VLA-JEPA: latent world model for robots, not pixel prediction

A team from USTC, Zhongguancun Academy, SJTU, and Eastern Institute of Technology Ningbo has released VLA-JEPA — the first framework combining Vision-Language-Action models with a latent world model, integrated into the LeRobot library. Rather than predicting future frames in pixel space, the model learns world dynamics in latent space, following the JEPA approach proposed by Yann LeCun. Accepted to ECCV 2026, the work earned retweets from LeCun and Saining Xie, and demonstrated that just 13 robot trajectories suffice for simple assembly tasks.

Key takeaways

VLA-JEPA is a JEPA-style pretraining framework for VLA models — the first ported to Hugging Face's LeRobot library
Backbone: Qwen3-VL + V-JEPA2 encoder — predicts future state in latent space rather than pixels
LIBERO: 97.2% average success rate (top score on Object and LIBERO-10 suites)
LIBERO-Plus (OOD with 7 perturbation types): 78.1% — first place in 5 of 7 dimensions
Code, weights, and data publicly available on GitHub (ginwind/VLA-JEPA) and Hugging Face

Four classes of problems with existing methods

VLA models face a persistent data problem: real robot trajectories are expensive to collect, limited in scale, and narrow in task coverage. Latent action methods try to work around this by pretraining on unlabeled videos — human internet recordings. The issue is that existing methods use future frames as supervision, and video largely encodes lighting changes, background shifts, and camera motion rather than actual manipulation actions.

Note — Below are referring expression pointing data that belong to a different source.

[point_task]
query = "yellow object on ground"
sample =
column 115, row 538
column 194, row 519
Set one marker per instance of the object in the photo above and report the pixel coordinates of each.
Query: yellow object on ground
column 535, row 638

VLA-JEPA identifies four problem classes. First, pixel-level objectives push representations toward appearance rather than dynamics. Second, motion noise in internet videos dominates over the actual manipulation signal. Third, information leakage — using both current and future observations simultaneously — degenerates latent action into next-frame compression. Fourth, multi-stage pipelines are prone to inconsistencies between training phases.

The solution is elegant: the future frame stops being a model input and becomes purely a supervision signal. A target encoder encodes the future state and serves as the alignment target, while the predictor operates on the current state and a latent action token — without access to the future. This closure of the leakage channel forces the latent action to genuinely encode "why will the state change," not "what does the next frame look like."

Architecture: Qwen3-VL with V-JEPA2 and flow matching

The model uses Qwen3-VL as the vision-language backbone. Video frames pass through V-JEPA2 and are mapped to world state representations. A learnable latent action token represents the transition between states. The predictor, given the current state and the action token, predicts the future latent state — aligned with the target encoder's output, not with pixels.

Training proceeds in two phases. Phase one uses human videos — roughly 220k recordings from Something-Something-v2 — minimizing a latent world model alignment loss. Phase two attaches a flow matching-based action head and trains on robot data (roughly 76k trajectories from DROID), adding an action prediction loss. Together, this yields a simpler two-stage pipeline compared to competitors' three-stage approaches.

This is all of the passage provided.